The Hammer and the Blade
The Hammer and the Blade is Paul S. Kemp’s first foray into original fiction beyond short stories. Unlike his Forgotten Realms books and Star Wars novels, this story takes place in a world wholly created by Kemp. The question is: are you prepared to venture into the unrestricted imagination of Paul S. Kemp?
When reading this story, I was surprised at how easy it was to slip into this unknown world. One of the hardest things to do in fantasy is to familiarize readers with brand new settings. Jumping into massive franchises like Star Wars, or even small series like the Lord of the Rings trilogy can quickly drown readers in tons of lore and world building. Yet Paul manages to avoid all those downfalls with ease. The casual mentions of various names, be they cities or people, fits in smoothly to the dialog and narration. The names of various gods come up and pass bye without being jarring or confusing. At other times the names are slipped in with familiar context that gives readers a hint of what this thing or place might be. Either way, the setting flows naturally through the story without ever bogging down on world building or overwhelming the reader with a massive cast of characters.
Paul will readily admit that his strength is with characters. At the heart of this story is the nature of people, and Egil and Nix are a wonderful focus to bring that story to life. This is a duo that will have you laughing right off the bat. The dialog between the two is extremely witty and entertaining. Furthermore, the characters feel real. The choices they make are natural; they make sense. Plus there’s a bit of self-discovery that occurs through the book that adds a touch of depth to each of them.
Egil and Nix have some interesting personalities.
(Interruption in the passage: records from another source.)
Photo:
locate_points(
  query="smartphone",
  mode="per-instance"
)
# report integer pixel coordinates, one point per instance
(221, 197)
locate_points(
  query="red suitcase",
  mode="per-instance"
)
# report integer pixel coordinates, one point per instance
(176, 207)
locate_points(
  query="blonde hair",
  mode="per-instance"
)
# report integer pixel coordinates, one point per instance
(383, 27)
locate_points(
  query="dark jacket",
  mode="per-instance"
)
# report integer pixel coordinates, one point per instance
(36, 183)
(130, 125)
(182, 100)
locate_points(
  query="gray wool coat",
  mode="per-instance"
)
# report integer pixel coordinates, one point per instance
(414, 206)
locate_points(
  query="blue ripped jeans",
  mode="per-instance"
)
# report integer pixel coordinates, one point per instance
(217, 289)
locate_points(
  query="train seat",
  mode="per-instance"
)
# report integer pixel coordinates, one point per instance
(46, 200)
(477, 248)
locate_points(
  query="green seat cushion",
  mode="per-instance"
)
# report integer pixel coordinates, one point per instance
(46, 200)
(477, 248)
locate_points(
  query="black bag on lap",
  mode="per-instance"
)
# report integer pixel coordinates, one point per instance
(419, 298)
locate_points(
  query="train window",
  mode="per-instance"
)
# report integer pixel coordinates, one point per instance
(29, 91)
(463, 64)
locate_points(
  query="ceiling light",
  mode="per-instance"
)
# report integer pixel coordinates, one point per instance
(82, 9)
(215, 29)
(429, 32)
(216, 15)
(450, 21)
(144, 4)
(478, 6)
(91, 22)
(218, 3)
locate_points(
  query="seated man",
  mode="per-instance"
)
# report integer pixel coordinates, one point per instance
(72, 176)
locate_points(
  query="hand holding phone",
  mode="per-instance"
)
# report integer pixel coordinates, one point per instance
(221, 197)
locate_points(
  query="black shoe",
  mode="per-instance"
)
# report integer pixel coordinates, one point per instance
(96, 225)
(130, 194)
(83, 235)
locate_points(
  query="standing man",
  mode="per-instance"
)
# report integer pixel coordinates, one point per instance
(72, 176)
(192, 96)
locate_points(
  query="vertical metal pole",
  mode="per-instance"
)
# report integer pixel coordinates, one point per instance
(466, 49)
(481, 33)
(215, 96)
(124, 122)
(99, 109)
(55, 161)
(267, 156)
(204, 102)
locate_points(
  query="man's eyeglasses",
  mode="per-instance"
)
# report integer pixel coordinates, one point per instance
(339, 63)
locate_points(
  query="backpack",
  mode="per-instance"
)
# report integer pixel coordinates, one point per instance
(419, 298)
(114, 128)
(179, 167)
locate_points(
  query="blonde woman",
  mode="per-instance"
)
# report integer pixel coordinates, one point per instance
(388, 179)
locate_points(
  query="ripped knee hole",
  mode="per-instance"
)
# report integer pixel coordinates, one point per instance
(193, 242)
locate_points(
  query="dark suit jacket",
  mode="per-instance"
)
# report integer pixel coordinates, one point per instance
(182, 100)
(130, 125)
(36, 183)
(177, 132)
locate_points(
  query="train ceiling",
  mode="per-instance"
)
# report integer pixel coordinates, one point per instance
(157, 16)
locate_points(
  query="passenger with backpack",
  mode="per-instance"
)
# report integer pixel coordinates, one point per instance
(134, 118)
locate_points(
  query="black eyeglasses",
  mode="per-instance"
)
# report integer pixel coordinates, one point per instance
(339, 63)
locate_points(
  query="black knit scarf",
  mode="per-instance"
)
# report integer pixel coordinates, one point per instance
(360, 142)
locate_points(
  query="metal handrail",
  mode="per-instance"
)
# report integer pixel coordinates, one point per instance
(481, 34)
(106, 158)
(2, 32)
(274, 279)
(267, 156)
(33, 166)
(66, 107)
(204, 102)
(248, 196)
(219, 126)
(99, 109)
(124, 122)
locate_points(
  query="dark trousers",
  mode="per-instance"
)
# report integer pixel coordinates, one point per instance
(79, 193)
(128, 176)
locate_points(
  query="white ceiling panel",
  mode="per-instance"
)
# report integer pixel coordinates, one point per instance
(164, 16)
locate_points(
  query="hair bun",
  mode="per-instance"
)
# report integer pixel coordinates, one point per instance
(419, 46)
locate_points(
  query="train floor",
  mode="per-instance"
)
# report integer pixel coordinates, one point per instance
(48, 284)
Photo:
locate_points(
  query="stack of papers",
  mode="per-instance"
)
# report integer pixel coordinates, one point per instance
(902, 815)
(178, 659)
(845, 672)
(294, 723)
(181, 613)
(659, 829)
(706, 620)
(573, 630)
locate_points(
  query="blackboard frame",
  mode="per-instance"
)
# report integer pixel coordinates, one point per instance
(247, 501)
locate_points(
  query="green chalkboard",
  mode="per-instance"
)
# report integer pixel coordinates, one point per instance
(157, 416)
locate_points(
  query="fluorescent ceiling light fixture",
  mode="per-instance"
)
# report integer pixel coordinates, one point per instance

Egil is a priest and wields two big hammers for weapons. However he’s not a religious fanatic or a simple minded barbarian. His faith is something he’s turned to and it brings him comfort. Yet his faith doesn’t keep him from drinking at the local tavern or robbing the nearest tomb. His physical strength gives him an advantage in combat, but he doesn’t let his physical superiority go to his head. Might makes right could apply, but Egil knows that sometimes the best way to win a fight is defeat your opponent without ever throwing a punch. And when it comes to mental sparring, he can certainly give Nix a run for his money.
Nix, on the other hand, is a smart aleck, a flirt, a thief, and a magical hobbyist. He likes to talk and being a smart ass comes natural to him. Both he and Egil are tomb robbers, so his thieving skills come in handy with pesky locks and traps. On the side, he knows a thing or two about magic. As the saying goes: he knows enough to be dangerous.
So what kind of trouble can two tomb robbers get into? Well demented wizards, mind witches, and fiendish demons for starters. This adventuring duo find themselves in brothel brawls, fighting off hordes of demon spawn, and dabbling with a little bit of Indiana Jones treasure hunting.
If you like sword and sorcery books, The Hammer and the Blade presents an entertaining duo that blows Gotrek and Felix out of the water. If you like Paul S. Kemp’s books in general, this is a must read. It’s witty, fun, entertaining, and explores some interesting themes about the portrayal of women in sword and sorcery tales. I give it a five out of five metal bikinis.